How Should We Approach Our Children During the Coronavirus Pandemic?

We are all going through a difficult and uncertain period with the coronavirus epidemic. We are afraid, we worry. In addition to the fear caused by the epidemic, we are also witnessing economic concerns, tensions between spouses, parents and children due to spending longer time at home. While everything is difficult for adults, what about our children? How should we explain this process to them? How should we approach?

If we want our children to understand and manage their emotions, it is very important that we first address our own fear and anxiety. First, we need to confront our thoughts and emotions, review them and be able to calm ourselves even a little bit. Because no matter what we tell children, they primarily focus on how we are and our facial expressions. So we can't fool them. In order to do this, it is important that, as parents, we make space and time to listen to ourselves, even just a little, in the midst of all this chaos. You know what they say on the plane, "put the mask on yourself first." This is true for every challenge in our lives.

If we have examined ourselves and calmed down, our child is next. We must ensure that he understands and makes sense of this process. While doing this, we must be supportive and honest. Because uncertainty is worrying for them too. We should explain it in a comfortable conversation environment by telling stories, humorous and gamifying them if necessary, in accordance with their age.

For example: “Dear, you must have heard adults everywhere talking about a microbe called coronavirus. I want to tell you a little about it. You can think of it like the flu. Do you remember when you were sick, your throat was sore, you had a fever? This is one of the microbes that cause illness. He's like him, but we don't really know him. It's new in our world. It used to cause diseases in the bodies of animals. Then somehow, to his surprise, the confused microbe came into people's bodies. He was very surprised and said, "Oh, where am I?" You know the defense soldiers in our bodies. When they saw the microbe, they said, 'Wait a minute, we've never seen you around here before. They start fighting the germs saying, 'Stop, you can't escape' and symptoms of the disease appear. It has now spread all over the world. That's why you don't go to school as a precaution. Your friends aren't going either. us too we stay at home. After a while, these will pass.”

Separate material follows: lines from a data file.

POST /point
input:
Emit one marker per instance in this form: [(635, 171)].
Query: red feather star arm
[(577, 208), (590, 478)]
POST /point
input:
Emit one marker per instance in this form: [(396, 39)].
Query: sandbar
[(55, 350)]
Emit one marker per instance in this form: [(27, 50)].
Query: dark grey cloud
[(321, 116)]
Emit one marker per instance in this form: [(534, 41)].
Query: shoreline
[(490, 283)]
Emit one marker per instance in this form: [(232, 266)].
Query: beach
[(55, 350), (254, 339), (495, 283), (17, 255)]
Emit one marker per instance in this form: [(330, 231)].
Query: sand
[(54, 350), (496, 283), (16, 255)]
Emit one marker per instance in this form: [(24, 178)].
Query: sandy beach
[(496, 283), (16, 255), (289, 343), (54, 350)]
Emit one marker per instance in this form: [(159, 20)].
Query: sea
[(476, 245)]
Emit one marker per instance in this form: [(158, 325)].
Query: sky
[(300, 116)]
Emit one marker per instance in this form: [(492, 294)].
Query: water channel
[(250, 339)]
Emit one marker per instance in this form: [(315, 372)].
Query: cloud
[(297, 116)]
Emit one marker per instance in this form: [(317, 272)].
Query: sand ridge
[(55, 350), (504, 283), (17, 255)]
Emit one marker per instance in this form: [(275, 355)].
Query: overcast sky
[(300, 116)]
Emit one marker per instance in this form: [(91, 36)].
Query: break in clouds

When we tell our child these things, he will be a little worried. The important thing is not that he is worried, but that we notice and accept his feelings when he is worried. If you want, you can ask him to draw a picture after talking about these. Children can express their emotions much more easily and relax by drawing. You can play ridiculous "viral games" that you make up together and laugh. Laughter is one of the most important ways to cope with anxiety. We should create an environment where they can ask questions as much as possible. We should avoid constantly talking about this issue in front of them or watching news about it. When they ask questions about this issue, we should be honest, but avoid giving unnecessary details. Likewise, we should not make exaggerated promises such as "nothing will happen to us". Explain that there are healthcare professionals and hospitals helping people affected by the epidemic, that society is doing its best, and that you are doing your best to protect it. Emphasize hygiene rules. But do not shout or scare them when they have difficulty complying. If necessary, explain everything in detail.

They will get bored at home during the process. You will witness tantrums from time to time. This is so normal. It is important for us to be empathetic, to give space to all kinds of emotions and to accept them.

For example, “yes, dear. You are so bored. You missed your friends. You're having a hard time staying at home. The mother didn't let you watch any more cartoons you wanted. You are angry. You know, it will pass soon. I'm with you." It is very valuable to be able to stay with your child without getting angry or punishing him or her. Naturally, problems will arise during these times when we stay at home. He must accept that this is part of being a parent.

Finally, I want to say this. We are going through extraordinary, stressful days for all of us. We realized that we actually cannot control many things in our lives. So what do you think, can we put aside the things we can't control and focus on the things we can control? Can we enjoy being together as a family, which we have missed for a long time but have not been able to do in the hustle and bustle of life?

I wish hopeful and healthy days when all this is over.